E quando o mundo inventa de prosseguir no seu fluxo e os carros de repente voltam a acelerar e a frear e a buzinar e a nuvem agora já vai sumindo da varanda e o misto quente começa a esfriar, lá vem ela, a senhora Magnólia de Azevedo Barbosa Xavier saindo do seu quarto em direção à sala. Luciano, meu bem? Luciano? Luciano! LUCIANO!!! E dá uns tapas na cara do seu marido que encara a televisão mudo, estagnado, com olhos esbugalhados e um pedaço quase nada mastigado de misto quente na sua boca, sem camisa, no sofá, morto.
Luciano! Lara, chama um médico!!! Socorro, meu marido, alguém, socorro! Eu disse, doutor Luciano!, eu mandei o senhor fugir de Mirandiba, sair dali o mais rápido possível, correr pra Noruega, lá as pessoas são felizes e você me inventa uma dessas.

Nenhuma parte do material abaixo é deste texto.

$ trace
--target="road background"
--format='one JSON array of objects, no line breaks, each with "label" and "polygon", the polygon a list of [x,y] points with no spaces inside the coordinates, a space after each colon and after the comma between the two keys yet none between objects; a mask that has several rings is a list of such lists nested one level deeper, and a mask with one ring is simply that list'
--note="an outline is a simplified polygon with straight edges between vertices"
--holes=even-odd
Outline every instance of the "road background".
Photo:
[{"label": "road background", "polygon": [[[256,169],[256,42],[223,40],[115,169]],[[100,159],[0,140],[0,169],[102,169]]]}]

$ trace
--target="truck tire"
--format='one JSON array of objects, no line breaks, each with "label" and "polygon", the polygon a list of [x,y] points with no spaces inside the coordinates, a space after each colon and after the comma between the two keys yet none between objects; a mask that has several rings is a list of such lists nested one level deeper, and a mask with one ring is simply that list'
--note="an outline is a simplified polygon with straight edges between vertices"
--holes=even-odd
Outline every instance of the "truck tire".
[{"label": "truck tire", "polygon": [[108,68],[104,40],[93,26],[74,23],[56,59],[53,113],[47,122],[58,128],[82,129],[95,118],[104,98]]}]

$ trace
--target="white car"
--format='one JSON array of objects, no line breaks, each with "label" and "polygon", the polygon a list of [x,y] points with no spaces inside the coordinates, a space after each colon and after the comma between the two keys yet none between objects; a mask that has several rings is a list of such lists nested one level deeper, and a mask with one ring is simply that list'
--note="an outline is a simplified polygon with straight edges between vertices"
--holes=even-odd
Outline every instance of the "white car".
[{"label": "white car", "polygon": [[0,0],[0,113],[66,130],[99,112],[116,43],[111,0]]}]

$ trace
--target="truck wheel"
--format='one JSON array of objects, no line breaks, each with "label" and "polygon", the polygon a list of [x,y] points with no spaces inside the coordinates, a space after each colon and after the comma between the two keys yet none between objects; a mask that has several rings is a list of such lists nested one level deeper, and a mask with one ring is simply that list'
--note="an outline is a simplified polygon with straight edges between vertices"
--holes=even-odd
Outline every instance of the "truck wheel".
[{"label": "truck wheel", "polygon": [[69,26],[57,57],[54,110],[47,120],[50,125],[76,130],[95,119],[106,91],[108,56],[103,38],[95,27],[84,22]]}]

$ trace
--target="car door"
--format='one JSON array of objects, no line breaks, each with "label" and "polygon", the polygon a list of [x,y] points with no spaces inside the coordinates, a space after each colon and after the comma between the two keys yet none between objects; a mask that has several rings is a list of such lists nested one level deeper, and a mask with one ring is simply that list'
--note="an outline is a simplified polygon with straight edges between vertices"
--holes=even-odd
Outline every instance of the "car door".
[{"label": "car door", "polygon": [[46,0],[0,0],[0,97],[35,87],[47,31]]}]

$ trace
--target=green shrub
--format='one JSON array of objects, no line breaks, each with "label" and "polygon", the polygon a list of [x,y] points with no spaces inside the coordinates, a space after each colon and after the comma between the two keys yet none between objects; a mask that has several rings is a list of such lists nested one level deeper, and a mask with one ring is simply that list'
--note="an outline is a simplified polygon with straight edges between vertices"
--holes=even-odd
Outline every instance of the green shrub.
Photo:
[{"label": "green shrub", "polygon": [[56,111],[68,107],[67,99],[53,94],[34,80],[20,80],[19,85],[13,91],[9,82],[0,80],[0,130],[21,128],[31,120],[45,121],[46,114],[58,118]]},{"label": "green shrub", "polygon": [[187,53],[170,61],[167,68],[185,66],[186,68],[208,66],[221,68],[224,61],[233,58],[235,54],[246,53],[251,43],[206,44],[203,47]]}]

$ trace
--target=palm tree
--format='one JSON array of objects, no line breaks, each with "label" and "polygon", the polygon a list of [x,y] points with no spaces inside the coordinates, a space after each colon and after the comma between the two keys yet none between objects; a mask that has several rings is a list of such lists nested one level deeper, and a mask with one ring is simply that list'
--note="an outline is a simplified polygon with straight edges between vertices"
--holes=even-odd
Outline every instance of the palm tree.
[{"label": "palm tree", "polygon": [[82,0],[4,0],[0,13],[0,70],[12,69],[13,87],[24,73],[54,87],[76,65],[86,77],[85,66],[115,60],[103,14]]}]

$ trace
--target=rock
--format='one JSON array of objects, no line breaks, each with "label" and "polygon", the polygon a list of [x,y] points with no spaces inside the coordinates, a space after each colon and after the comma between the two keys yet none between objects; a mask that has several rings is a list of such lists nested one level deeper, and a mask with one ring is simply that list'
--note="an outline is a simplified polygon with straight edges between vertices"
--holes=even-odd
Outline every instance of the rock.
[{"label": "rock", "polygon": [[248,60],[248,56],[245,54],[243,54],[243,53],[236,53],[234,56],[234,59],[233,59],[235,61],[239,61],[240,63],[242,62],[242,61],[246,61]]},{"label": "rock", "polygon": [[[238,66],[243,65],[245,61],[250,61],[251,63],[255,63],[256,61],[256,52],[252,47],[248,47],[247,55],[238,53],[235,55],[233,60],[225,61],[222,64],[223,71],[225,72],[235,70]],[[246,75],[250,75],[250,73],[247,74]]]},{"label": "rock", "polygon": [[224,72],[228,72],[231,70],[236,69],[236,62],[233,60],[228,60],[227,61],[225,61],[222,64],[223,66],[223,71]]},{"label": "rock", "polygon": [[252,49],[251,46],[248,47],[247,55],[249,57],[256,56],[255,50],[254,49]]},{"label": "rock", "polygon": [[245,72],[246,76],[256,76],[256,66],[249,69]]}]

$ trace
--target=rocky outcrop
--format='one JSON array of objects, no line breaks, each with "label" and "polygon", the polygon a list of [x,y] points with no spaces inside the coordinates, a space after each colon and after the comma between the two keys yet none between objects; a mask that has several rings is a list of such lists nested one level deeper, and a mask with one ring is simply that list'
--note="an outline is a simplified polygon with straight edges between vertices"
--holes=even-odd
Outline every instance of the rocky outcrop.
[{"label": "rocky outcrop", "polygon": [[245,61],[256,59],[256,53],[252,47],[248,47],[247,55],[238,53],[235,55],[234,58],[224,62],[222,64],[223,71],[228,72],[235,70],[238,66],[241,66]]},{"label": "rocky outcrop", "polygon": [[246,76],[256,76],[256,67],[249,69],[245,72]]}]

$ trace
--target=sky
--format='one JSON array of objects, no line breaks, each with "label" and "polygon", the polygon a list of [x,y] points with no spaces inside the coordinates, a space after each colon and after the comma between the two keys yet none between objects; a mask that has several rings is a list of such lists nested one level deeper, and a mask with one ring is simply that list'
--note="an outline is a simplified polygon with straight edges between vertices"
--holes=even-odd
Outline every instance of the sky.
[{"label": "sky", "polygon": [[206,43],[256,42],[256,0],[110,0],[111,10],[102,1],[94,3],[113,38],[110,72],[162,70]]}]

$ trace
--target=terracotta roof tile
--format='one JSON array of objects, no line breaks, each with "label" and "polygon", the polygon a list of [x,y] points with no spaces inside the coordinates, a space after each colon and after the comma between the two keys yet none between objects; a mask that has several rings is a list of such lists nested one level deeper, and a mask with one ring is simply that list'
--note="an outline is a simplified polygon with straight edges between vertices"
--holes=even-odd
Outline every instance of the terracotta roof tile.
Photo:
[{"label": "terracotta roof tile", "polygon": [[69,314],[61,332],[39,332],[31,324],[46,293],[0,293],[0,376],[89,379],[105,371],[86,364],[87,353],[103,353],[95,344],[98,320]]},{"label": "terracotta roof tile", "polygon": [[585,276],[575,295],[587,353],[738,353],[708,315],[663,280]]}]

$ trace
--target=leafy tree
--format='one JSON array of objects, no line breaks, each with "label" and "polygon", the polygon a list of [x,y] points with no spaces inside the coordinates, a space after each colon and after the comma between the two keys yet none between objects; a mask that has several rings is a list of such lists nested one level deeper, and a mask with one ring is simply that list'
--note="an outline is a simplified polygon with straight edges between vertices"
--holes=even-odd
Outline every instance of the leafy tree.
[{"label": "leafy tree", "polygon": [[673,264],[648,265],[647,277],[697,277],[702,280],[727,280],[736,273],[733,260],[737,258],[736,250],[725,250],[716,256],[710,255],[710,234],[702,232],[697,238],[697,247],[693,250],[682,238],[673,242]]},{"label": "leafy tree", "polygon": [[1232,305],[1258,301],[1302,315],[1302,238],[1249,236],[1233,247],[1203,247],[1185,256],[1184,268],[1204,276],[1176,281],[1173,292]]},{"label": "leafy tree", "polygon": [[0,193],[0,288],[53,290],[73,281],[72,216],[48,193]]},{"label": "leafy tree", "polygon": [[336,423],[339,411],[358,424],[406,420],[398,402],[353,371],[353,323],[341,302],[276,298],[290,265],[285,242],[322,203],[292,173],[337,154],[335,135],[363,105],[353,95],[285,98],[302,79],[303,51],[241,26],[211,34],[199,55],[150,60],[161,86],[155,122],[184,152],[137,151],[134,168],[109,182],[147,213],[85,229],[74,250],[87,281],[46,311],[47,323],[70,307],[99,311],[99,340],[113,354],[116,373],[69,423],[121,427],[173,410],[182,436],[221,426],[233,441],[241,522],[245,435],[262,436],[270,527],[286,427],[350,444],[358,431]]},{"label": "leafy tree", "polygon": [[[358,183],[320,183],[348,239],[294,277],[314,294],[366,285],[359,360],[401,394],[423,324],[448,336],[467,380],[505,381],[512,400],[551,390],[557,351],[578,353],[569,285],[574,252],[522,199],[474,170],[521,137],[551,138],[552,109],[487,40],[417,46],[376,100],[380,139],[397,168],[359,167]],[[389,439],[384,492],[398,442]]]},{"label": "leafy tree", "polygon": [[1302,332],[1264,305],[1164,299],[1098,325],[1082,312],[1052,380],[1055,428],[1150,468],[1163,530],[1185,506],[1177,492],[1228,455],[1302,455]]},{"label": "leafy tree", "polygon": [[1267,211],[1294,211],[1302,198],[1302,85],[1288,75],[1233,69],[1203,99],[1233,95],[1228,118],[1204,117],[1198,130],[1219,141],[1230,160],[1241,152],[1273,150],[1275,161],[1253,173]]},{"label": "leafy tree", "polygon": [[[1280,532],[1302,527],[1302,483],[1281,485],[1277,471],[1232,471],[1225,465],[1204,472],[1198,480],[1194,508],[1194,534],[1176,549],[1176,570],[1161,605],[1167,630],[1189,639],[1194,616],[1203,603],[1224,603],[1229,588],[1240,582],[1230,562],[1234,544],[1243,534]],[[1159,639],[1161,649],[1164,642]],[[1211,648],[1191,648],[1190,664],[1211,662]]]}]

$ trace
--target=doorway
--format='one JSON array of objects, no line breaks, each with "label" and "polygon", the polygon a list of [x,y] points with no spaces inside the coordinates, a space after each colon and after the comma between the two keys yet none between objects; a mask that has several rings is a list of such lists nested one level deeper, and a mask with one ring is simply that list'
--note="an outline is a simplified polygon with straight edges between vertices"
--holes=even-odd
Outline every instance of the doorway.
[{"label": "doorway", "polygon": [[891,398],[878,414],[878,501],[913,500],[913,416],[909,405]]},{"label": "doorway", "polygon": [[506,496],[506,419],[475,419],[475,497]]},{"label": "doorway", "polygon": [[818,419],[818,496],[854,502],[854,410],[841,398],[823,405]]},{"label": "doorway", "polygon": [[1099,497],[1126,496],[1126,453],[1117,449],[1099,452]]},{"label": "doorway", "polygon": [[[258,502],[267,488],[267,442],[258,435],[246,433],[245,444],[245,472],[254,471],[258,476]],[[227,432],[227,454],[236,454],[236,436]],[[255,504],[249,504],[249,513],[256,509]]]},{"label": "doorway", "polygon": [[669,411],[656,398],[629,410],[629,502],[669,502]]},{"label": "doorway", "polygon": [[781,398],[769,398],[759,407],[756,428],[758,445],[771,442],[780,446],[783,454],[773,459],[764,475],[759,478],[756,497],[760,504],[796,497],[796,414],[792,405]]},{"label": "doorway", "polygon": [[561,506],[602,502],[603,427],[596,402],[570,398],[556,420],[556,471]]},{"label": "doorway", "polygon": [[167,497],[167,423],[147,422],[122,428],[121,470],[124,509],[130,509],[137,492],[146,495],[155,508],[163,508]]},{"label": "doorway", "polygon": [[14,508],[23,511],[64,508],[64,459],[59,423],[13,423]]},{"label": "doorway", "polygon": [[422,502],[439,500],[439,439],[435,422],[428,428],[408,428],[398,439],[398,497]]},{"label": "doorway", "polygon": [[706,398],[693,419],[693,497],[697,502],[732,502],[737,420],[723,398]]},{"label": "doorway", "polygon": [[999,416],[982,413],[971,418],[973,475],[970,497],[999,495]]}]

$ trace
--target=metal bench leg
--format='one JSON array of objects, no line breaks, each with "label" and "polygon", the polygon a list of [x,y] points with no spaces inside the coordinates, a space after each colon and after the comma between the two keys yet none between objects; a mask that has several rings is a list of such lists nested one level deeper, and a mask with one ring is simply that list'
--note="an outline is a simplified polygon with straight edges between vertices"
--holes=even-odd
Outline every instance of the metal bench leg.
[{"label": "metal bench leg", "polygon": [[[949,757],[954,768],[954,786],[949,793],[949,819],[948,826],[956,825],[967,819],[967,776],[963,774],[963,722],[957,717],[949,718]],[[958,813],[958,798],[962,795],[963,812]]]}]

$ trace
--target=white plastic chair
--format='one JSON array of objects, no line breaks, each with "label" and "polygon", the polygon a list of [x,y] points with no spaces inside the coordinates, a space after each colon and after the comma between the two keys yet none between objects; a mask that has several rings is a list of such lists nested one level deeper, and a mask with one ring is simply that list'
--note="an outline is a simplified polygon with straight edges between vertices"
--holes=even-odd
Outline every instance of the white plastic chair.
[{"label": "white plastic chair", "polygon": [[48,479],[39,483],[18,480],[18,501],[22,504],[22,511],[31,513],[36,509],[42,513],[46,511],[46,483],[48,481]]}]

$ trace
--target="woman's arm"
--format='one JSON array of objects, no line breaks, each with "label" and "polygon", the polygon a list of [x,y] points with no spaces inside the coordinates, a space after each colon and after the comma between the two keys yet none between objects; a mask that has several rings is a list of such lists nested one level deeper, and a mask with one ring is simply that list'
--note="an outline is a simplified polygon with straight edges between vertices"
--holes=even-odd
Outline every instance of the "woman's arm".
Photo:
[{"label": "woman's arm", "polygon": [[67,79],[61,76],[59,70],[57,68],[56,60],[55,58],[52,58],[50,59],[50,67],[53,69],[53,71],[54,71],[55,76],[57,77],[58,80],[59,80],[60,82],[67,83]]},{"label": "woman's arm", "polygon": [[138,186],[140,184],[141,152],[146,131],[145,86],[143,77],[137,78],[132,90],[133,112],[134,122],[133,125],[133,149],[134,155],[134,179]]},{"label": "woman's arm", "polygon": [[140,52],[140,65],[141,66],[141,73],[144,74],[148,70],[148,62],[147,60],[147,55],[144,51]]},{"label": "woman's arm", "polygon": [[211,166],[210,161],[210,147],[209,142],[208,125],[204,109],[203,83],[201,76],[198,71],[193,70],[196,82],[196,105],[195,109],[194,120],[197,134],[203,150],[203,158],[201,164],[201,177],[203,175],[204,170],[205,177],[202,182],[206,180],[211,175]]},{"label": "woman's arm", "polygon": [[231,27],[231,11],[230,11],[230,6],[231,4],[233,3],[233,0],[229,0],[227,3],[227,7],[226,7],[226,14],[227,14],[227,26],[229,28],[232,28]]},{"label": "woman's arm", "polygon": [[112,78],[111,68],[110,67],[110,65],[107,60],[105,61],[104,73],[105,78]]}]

Que desconforto... Que inconveniência... Ninguém deixou, ninguém deu esse aval, assinou ou sequer carimbou! Você morreu de granizo, doutor Luciano, e seu Alberto amanhã vai no armazém comprar telhas novas, vai subir pela escada lá no telhado e vai consertar tudo. Enquanto isso, a sua esposa e o seu filho mais velho vão enxugando as coisas na casa e varrendo o que se quebrou e o sol vai raiar em Mirandiba, doutor Luciano, e o sol já está prestes a raiar na Noruega. Pois quando chove granizo na Noruega, isso nunca vira notícia, lá só se fala em ser feliz, é o povo mais feliz do planeta. Lá todo mundo já sabe que vai chover granizo em algum momento, todo mundo já sabe do granizo, por isso todo mundo é feliz. É proibido ser infeliz na Noruega, lá tem granizo, mas nunca é notícia. Você não vai ser notícia, doutor Luciano. Desses granizos a gente nunca fica sabendo. A gente só vai lá, conserta o nosso telhado, ri do desespero quando ele vira lembrança e prepara um misto quente. Problema seu que inventou de sentir.
ps. Não é a Noruega o país de pessoas mais felizes do mundo e sim a Finlândia. Então talvez o doutor Luciano tenha conseguido fugir para a Noruega, mas eles são apenas o quinto colocado no ranking da felicidade. E um quinto de felicidade nunca salvou ninguém de nada, tem que ser felicidade de primeira. E isso só na Finlândia e em Mirandiba, mas ninguém fala sobre isso. Felicidade também não vira notícia, só granizo.